Arab leaders’ failure to reform threatens to play into the hands of extremist forces, US Secretary of State Hillary Clinton said today, in a scathing critique of the region’s authoritarian governments.

In unusually frank words, she criticized the corruption, inertia and democratic deficit that characterize the Arab world’s malaise.

“In too many places, in too many ways, the region’s foundations are sinking into the sand,” she told a stone-faced audience of foreign ministers, business figures and civil society groups.

“People have grown tired of corrupt institutions and a stagnant political order,” she told Arab leaders attending the Forum for the Future in Qatar. “They are demanding reform to make their governments more effective, more responsive, and more open.”

The region’s leaders have failed “to build a future that your young people will believe in, stay for and defend,” Clinton said, highlighting official corruption as a source of popular discontent.

While she was delivering her remarks, the dramatic wave of unrest in Tunisia continued unabated, with demonstrators highlighting blatant corruption within President Zine el-Abedine Ben Ali’s regime as a major grievance.

“There needs to be a concerted, constant chorus from the business community to end the corruption,” she said, her voice quavering with frustration.

She warned that “others will fill the vacuum” if “leaders don’t offer a positive vision and give young people meaningful ways to contribute.”

“Extremist elements, terrorist groups, and others who would prey on desperation and poverty are already out there, appealing for allegiance and competing for influence,” she added.

Despite the authorities’ efforts to stifle independent media and dissident voices, “people know now maybe what they did not know 20 or 30 years ago: that much of a government’s wealth is going to a few instead of the many in too many countries,” Clinton said.

The region’s authoritarian rulers should adopt a more inclusive approach to governance and engage non-governmental groups.

“It’s time to see civil society not as a threat but as a partner,” she said.

But some civil society groups are dismissive of the forum, said Tunisian human rights activist Salah al-Din al-Jourshi.

“A great part says that there is no benefit to get out of this forum,” he said, as the “results are very poor” and many NGOs are leaving.

The event “has become more of a debate club” than a forum for genuine dialog, said the Cairo Institute for Human Rights Studies.
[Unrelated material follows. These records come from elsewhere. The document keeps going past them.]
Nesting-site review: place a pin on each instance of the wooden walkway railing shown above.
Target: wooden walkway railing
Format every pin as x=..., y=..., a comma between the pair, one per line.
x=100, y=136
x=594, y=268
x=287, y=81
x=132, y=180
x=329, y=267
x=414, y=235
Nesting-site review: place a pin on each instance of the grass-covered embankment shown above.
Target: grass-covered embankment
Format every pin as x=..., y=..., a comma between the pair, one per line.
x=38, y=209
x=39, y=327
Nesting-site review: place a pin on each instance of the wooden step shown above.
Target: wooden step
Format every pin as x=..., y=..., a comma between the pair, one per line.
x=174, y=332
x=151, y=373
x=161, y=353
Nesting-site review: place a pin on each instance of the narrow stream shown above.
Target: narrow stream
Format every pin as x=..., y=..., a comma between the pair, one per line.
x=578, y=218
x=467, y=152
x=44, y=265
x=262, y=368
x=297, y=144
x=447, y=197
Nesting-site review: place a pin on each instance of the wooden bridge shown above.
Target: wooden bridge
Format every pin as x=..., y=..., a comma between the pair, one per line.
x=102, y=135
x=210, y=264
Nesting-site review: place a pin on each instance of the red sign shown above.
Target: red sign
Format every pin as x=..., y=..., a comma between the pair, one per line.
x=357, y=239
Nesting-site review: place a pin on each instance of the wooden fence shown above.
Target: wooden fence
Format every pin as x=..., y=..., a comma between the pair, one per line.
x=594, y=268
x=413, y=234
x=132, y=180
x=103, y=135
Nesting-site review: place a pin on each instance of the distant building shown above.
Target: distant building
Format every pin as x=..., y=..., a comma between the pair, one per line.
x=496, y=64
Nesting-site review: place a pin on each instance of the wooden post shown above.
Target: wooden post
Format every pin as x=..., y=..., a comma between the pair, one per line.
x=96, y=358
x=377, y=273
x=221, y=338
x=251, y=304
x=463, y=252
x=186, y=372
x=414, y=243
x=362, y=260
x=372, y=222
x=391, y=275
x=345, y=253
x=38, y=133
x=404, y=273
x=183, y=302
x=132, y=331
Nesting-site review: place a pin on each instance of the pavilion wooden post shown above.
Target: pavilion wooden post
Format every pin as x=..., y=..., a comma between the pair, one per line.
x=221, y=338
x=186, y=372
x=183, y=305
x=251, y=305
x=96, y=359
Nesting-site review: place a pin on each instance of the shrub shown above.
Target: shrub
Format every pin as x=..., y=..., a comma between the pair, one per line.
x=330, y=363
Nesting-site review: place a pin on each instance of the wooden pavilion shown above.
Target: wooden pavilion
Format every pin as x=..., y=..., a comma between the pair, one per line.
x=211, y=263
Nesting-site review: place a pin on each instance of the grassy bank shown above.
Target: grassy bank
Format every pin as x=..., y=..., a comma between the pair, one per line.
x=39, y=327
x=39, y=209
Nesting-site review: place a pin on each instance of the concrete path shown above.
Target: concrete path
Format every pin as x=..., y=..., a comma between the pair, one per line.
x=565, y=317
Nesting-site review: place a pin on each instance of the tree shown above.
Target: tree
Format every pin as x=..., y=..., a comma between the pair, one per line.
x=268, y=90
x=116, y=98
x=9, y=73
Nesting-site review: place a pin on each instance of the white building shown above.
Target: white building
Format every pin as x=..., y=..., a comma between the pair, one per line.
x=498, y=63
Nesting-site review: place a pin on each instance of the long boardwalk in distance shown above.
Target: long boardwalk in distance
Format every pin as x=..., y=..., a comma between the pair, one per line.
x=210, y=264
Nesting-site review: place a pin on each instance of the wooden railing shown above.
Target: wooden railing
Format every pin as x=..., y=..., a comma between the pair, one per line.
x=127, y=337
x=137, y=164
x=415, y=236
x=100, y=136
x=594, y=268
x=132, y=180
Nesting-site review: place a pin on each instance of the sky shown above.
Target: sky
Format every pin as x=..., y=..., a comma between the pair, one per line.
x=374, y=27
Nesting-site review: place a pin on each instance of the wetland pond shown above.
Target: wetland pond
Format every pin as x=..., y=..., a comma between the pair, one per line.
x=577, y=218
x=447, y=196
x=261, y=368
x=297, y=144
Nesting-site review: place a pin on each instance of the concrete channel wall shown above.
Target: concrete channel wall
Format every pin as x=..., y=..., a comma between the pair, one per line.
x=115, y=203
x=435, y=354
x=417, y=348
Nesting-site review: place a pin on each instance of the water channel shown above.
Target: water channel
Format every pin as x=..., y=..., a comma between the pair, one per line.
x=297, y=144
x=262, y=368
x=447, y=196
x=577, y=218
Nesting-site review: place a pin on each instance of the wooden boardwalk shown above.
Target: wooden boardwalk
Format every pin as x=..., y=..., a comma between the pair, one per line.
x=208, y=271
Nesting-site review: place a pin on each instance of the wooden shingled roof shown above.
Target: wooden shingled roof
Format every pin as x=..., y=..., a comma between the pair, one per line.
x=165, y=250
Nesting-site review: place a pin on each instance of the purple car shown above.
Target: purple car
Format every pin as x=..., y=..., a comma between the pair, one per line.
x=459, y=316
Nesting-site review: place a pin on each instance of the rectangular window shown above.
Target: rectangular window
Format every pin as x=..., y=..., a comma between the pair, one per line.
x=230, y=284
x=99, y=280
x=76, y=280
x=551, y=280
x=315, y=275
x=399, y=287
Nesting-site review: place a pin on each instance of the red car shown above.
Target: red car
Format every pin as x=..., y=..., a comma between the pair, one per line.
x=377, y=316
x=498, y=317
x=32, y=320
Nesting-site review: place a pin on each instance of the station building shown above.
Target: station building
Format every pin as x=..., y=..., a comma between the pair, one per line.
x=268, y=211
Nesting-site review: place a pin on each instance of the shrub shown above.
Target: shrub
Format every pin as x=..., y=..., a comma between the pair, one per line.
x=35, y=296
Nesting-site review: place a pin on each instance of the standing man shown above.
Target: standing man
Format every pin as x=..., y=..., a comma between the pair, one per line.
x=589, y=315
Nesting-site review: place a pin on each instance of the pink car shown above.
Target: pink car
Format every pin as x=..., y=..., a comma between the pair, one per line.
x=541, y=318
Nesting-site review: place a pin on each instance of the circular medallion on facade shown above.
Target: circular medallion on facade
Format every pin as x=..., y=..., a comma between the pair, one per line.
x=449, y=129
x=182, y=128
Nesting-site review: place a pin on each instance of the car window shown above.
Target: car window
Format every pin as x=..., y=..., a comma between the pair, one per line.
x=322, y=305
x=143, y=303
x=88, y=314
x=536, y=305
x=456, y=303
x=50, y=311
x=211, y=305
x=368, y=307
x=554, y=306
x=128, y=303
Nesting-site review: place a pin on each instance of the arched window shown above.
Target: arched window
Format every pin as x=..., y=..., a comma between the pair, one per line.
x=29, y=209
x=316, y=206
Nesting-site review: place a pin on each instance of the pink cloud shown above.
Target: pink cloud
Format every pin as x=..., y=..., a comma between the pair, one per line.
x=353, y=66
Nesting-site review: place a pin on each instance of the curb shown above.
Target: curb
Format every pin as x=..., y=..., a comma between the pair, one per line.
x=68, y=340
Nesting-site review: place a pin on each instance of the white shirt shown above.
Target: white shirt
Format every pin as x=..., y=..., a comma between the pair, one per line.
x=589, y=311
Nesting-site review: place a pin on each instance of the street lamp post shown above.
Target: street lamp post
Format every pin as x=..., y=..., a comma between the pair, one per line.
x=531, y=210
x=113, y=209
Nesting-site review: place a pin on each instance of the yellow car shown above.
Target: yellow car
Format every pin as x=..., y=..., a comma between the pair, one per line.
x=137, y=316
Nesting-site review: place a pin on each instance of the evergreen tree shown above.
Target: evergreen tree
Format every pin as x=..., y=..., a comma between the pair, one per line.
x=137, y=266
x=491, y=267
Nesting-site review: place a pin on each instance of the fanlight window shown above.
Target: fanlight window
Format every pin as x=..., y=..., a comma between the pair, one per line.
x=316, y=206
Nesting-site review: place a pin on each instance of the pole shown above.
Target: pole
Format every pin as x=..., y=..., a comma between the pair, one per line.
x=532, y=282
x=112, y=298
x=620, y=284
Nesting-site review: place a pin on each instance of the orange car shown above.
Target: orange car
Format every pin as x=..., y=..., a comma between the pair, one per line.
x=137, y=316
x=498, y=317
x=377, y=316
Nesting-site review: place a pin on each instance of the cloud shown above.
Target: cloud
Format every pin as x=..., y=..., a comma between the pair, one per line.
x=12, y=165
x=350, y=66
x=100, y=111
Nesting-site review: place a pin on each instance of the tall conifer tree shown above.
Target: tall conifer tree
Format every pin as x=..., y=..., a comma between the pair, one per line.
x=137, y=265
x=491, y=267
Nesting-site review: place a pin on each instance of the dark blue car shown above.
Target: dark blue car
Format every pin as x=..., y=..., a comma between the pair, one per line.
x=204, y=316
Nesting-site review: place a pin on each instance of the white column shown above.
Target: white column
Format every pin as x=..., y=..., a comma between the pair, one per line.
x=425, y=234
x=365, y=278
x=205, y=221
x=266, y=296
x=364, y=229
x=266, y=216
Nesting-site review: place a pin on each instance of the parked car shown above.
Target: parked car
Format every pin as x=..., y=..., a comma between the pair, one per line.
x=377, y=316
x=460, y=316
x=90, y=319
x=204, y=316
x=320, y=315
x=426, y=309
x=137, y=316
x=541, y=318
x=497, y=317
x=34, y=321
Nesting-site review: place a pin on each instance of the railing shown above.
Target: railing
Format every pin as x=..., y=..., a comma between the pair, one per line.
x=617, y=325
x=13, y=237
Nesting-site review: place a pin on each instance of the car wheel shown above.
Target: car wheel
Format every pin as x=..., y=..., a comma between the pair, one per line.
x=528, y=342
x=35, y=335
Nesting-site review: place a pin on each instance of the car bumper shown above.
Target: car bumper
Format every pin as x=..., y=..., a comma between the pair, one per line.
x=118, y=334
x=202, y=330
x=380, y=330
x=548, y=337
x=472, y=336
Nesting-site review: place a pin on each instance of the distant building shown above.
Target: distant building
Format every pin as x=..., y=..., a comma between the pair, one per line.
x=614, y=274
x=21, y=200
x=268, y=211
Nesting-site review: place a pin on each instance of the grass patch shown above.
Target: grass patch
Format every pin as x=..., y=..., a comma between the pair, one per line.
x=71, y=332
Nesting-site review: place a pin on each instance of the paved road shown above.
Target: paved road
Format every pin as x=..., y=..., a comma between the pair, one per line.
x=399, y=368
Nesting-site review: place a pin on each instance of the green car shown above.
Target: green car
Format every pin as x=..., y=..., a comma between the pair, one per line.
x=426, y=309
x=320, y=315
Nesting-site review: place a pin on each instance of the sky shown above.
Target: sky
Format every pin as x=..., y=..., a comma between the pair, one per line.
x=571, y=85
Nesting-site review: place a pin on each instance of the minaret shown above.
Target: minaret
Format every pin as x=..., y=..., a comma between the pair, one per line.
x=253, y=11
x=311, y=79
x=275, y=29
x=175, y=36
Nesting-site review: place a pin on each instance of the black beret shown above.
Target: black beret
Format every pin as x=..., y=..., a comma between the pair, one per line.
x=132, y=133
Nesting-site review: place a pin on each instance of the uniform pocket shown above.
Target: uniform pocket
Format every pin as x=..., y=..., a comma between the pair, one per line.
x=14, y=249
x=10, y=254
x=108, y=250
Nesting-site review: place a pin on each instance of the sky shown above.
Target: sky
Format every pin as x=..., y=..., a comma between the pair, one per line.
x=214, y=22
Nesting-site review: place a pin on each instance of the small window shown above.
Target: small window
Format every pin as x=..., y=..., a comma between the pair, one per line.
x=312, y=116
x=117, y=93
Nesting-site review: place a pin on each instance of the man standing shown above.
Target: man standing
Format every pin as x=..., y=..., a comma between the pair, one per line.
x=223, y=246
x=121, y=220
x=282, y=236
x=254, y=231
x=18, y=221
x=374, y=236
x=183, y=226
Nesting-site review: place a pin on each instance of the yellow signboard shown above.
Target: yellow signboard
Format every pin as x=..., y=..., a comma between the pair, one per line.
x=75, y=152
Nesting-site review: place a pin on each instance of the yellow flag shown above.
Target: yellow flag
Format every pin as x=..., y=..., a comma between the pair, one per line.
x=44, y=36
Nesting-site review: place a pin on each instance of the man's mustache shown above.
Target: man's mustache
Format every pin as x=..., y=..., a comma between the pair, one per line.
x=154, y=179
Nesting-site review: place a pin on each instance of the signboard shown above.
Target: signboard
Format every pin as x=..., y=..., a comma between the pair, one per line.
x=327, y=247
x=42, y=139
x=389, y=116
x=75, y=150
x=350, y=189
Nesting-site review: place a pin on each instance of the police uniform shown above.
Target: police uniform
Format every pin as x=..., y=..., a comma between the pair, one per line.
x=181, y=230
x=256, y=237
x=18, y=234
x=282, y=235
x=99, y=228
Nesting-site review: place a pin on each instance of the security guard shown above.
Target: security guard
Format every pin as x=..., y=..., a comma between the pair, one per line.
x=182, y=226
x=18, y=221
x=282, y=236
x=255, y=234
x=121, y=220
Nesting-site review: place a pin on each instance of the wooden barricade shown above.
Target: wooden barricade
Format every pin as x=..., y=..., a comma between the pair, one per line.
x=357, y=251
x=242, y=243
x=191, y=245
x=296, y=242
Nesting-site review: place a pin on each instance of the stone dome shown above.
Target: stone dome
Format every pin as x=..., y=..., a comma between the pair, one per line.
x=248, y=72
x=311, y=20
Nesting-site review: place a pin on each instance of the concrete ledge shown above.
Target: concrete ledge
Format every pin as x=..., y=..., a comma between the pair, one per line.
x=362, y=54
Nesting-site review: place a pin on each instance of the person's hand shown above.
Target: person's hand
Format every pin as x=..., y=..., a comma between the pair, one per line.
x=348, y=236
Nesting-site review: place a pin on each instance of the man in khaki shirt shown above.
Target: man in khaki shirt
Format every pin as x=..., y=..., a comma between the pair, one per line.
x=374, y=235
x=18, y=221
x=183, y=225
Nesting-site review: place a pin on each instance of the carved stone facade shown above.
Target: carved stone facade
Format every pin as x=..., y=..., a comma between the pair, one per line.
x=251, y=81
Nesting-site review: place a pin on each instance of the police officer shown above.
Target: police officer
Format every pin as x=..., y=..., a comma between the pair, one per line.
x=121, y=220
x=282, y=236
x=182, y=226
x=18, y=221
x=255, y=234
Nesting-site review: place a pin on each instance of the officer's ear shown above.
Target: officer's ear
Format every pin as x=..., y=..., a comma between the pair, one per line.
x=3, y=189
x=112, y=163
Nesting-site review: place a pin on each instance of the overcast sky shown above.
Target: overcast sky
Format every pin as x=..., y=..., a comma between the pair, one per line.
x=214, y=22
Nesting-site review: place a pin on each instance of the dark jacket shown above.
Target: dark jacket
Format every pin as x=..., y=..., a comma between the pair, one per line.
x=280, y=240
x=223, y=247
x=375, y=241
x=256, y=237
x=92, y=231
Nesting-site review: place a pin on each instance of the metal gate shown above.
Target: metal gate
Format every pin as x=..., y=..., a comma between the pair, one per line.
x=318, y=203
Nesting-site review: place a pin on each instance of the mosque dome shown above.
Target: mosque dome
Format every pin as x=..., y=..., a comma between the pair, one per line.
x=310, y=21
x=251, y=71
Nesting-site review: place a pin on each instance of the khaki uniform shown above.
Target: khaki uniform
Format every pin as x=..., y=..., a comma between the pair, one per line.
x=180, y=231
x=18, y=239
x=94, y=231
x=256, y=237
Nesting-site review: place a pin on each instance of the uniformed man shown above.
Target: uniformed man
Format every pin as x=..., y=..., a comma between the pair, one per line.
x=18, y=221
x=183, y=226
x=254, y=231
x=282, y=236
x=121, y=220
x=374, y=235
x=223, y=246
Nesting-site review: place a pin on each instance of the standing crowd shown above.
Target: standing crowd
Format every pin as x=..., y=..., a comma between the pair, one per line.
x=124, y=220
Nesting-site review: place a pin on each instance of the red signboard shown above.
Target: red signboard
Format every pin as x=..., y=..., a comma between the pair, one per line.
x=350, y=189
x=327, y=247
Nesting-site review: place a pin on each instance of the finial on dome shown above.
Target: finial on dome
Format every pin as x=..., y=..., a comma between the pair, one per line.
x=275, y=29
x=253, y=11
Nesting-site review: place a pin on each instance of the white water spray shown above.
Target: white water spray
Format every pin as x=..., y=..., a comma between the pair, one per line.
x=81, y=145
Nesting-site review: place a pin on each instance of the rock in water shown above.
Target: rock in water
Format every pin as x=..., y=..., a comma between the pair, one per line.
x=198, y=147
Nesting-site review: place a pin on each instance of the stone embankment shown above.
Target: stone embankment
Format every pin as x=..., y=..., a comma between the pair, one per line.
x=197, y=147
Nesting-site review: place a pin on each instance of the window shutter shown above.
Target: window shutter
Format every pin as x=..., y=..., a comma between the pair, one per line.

Since the forum’s launch in 2004, it noted, the Arab world has experienced a marked deterioration in political and economic freedoms.

The new Freedom in the World survey confirms that the region suffered significant political regression over the past year, notably in states that had proclaimed reformist intentions, including Jordan, Bahrain and Yemen.

The focus of reform efforts under former U.S. president George W. Bush’s Freedom Agenda, the region “deepened its multiyear decline from an already-low democratic baseline,” writes Arch Puddington, the report’s co-author.